Si tous les articles sont très bons, deux d'entre eux, sans doute à cause de ma propre sensibilité stratégique, ont retenu mon attention plus que les autres : "Décider en situation d'extrême violence" et "S'adapter sous contrainte psychologique forte". Dans le premier, on rencontre le colonel de Saqui de Sannes en 1993 à Mogadiscio, alors que les Casques bleus tentent une opération de restauration de la paix en Somalie. Cela va plutôt mal : le contingent marocain est en train de se faire tailler en pièces par les forces du général Aïded et il va falloir le sortir rapidement du merdier urbain dans lequel on l'a fourré. La suite est une démonstration magistrale de la finalité véritable du courage d'un leader et de sa propre capacité à s'exposer : non pas jouer les héros, mais récupérer des informations de première main. Mêmes incomplètes et partielles, ces dernières se révèlent bien plus utiles et pratiques qu'une analyse exhaustive intervenant nécessairement a posteriori et sujettes aux distorsions mentales. Cette attitude est très différente de celle consistant à se plonger dans l'action pour mieux éviter de se confronter à la pression cognitive croissante occasionnée par un problème dont la résolution est urgente, et devant être opérée dans des conditions stressantes. Trouver le juste équilibre entre le vivre et le penser de l'action peut être grandement favorisé par l'appentissage et l'expérience, conçus ici comme l'aptitude à fixer et adapter des seuils au-delà desquels la reconfiguration de ses propres ressources est nécessaire, d'où la pertinence de qualifier soi-même les indicateurs matérialisant ces paliers.

Mise à jour du 03 juillet 2008 : "S'adapter sous contrainte psychologique forte" relate un épisode du dernier conflit yougoslave très bien écrit autant que décrit par le lieutenant-colonel Goya. Cantonnée dans un secteur urbain de Sarajevo, son unité d'infanterie fait l'âpre connaissance d'une entité hostile diffuse, omniprésente dans son environnement direct et employant des moyens de guerre non conventionnels et parfaitement adaptés : les fameux tireurs embusqués ou snipers.

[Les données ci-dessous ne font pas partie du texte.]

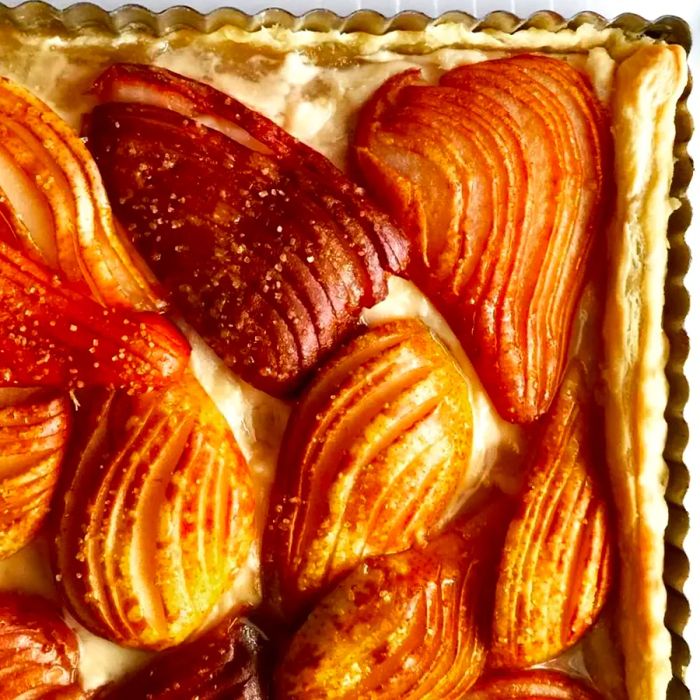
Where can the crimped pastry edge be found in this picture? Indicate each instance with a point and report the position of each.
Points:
(82, 18)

D'abord impuissant et contraint dans l'immédiat de subir cette situation d'extrême tension (imaginez-vous poursuivi en permanence, parmi les ruines d'une ville en guerre, par la trace d'une visée laser de provenance indéterminée...), le lieutenant-colonel Michel Goya décrit le cheminement mental lui permettant de comprendre intimement la nature et les pratiques adverses puis de reprendre l'avantage de façon chirurgicale, en évitant les exactions, les bains de sang et, fait notoire, en ramenant vivants tous ses hommes.

Il s'agit tout d'abord d'éviter chez les soldats la propagation d'un sentiment de frustration : le droit à l'initiative de la riposte est donc décentralisé au plus bas niveau de la hiérarchie, avec pour consigne de ne pas hésiter à tenter des tirs approximatifs dont on sait très bien qu'ils n'atteindront pas leur cible. Puis le processus de riposte se perfectionne en utilisant la configuration du terrain : les immeubles avoisinants sont baptisés, leurs fenêtres numérotées et les communications entre sentinelles/guetteurs et tireurs d'élite réduites au strict nécessaire en cas d'agression. Utilisé conjointement avec l'emprunt d'armes américaines dont les impacts sont capables de perforer les murs, ce dispositif contraignant équilibre peu à peu les données de l'affrontement au fur et à mesure de son rodage. Le lieutenant-colonel Goya commence à percevoir l'objectif véritable d'un agresseur qui ne s'engage lui-même jamais jusqu'au point d'exposition physique : exercer une pression psychique, psychologique et pousser l'autre jusqu'à la faute et à la désorganisation issues d'un aveu d'impuissance et d'incapacité des chefs à fournir des solutions lisibles censées résoudre le problème posé.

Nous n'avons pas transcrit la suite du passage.